When you tween with the timeline, start by placing your object on the stage at the beginning point, then select the first frame on the objects layer of where you want the tween to begin, select add tween, the tween should appear in that layer as a solid blue line of several added frames, if you wish to place multiple "points" along the tween, then you select the frame down timline within that tween block where that event occurs, then drag the object to the next point (prior to the end of the tween), a diamond should appear in the tween at that frame, then select the next point/frame down the timeline, then drag object, another diamond will appear there, then choose last frame of tween timeline, and drag object to end point of tween.
It is very important to choose those points on the tween layer before moving the object, currently it appears what you are doing is ignoring the timeline and trying to drag an object around at the end point of the tween.
The above advice is good. It sounds like you have created some kind of motion path, and you are wanting to further edit it. There are many ways to edit, and some will work out better than others. Editing a motion path differs greatly depending on what kind of path you have.
1) If you started with a path where you have pasted, say, a stroke as your path (you drew something with the pencil or pen, and pasted it onto your tween), you will be dealing with a lot of auto-generated keyframes -- especially if you used a pencil line instead of a pen line. If you drag your object around, where those keyframes are will affect the resulting path. What to do: Try to modify the path using the Pen tools, or start with a pen drawn path. This way you have fewer keyframes to accomodate for. If you have a pencil-drawn path, try removing keyframes and then adjust the path using beziers. Alternatively, paste the motion path as a raw path on a new layer, adjust it by bending, and then repaste it onto the tween.
When you ask Flash to auto-keyframe a pasted path, there's really no way around this. Flash has to create keyframes for you, and isn't able to know how you may want to further edit it. So the above ways are necessary, and unfortunately it's a bit of work whatever way you go.
2) You may have a path that you have curved, but you want a linear path "down the road" (later on the tween). In this case, the motion tween is inserting curve property keyframes, because you have curved the path. To make the line straight, you need to convert the points to linear points. You can do this on the path or in the motion editor using the Convert Anchor point tool. Or, you can go in the motion editor, right-click the keyframes and choose "Corner point" or Linear Left/right as needed.
3) You applied an ease and you're dragging the instance on the Stage. This can be tricky. What you've asked Flash to do when applying an ease is for motion math to take over an animate the position of the instance in relation to values (the original path). The instance is controlled by the ease, and Flash accomodates each time you move it. Oftentimes you can't really tell what's going to happen, especially on the Stage (Flash is doing what's mathematically correct and necessary, but it might not be what you actually want!). In this case you probably want to turn off the ease, create your motion path, and then re-enable the ease and see how that affects the path. Adjusting your work in the motion editor might be easier, as you can see the dotted eased values in the graph, which tell you what's actually going to happen to the motion (the "real" value post-ease).
4) You used the transform panel or Free transform tool on the motion path, which gave wacky results and then you're moving the instance and things are getting worse. This is one area where motion paths can have less desirable results, as it's using a traditional tool not really designed for the new feature on a new feature. My recommendation is to avoid the transform panel, and use the Free Transform tool instead.
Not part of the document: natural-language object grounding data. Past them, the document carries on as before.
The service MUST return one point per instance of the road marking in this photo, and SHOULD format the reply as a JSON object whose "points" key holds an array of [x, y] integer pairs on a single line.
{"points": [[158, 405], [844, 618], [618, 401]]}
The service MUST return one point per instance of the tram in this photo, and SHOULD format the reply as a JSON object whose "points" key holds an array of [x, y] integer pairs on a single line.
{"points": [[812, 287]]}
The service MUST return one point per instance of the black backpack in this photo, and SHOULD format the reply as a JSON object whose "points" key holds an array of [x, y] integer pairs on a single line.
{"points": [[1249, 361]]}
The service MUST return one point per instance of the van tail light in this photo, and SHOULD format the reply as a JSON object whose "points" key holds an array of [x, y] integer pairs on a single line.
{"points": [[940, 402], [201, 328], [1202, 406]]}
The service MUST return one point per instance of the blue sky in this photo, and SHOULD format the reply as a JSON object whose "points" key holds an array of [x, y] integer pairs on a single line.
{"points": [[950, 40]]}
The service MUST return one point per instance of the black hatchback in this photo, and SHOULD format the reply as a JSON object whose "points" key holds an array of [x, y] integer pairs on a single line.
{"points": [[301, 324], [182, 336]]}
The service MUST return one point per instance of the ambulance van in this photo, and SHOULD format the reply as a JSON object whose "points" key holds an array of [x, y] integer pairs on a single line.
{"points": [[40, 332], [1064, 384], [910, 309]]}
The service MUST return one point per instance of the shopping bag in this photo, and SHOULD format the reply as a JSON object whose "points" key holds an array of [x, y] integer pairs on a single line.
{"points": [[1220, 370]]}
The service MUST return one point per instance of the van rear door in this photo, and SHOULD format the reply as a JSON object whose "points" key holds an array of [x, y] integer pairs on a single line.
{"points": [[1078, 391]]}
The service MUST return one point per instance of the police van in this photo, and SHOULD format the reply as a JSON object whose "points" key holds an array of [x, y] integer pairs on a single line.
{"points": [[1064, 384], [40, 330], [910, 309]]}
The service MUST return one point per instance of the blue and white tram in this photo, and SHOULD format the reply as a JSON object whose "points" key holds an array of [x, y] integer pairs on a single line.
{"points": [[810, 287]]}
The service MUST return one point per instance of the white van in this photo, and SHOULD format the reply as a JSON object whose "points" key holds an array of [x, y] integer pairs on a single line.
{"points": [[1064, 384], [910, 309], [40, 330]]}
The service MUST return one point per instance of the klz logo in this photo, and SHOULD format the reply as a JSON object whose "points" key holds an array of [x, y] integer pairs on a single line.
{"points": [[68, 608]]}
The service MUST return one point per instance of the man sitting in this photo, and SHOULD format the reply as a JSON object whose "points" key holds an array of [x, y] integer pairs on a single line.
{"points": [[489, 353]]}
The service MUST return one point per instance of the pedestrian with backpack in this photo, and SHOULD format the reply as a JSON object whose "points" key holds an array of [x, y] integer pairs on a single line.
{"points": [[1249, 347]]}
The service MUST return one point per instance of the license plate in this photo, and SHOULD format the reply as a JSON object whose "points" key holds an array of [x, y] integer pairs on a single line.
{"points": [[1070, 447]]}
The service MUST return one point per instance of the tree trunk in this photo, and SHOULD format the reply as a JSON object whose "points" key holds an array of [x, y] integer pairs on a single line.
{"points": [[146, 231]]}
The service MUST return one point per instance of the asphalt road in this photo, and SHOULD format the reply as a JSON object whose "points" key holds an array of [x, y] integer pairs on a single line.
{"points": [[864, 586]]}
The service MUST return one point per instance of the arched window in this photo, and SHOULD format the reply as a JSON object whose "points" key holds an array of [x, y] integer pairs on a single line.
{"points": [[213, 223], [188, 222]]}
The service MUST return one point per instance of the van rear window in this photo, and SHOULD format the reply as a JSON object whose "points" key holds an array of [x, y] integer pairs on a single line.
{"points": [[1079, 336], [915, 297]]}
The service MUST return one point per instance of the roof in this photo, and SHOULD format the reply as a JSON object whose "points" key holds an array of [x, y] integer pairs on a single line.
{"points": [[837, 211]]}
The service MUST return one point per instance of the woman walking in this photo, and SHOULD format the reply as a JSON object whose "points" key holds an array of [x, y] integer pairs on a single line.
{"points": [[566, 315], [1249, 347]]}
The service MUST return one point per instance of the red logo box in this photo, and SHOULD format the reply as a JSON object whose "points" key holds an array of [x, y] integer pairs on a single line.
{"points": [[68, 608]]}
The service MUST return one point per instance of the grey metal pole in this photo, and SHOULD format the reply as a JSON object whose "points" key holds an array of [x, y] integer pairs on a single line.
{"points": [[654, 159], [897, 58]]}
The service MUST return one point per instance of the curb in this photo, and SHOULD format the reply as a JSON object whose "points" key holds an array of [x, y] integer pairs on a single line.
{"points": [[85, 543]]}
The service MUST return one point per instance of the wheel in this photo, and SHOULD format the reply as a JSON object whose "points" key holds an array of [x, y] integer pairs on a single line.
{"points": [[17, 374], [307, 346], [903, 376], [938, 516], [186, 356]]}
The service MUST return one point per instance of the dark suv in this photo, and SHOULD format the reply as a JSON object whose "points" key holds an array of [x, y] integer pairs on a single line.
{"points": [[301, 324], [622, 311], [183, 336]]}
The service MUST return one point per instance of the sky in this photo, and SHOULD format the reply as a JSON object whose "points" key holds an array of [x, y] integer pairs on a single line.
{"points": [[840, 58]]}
In a nutshell, the Transform panel traditionally deals with shapes, and the motion path is not a traditional shape - so there are a lot of calculations swapping back and forth behind the scenes to try and give you what you want. Things can get wacky here, so if you already have something very complex (such as a pasted path with tons of keyframes), your transformations may not be what you actually wanted. Free Transform is better, or even better, manually adjust the beziers. Another alternative is to, again, copy the motion path as a static raw path, transform it and make your adjustments, and repaste it onto your tween.
Let me know if you need additional help, or are running into something else entirely.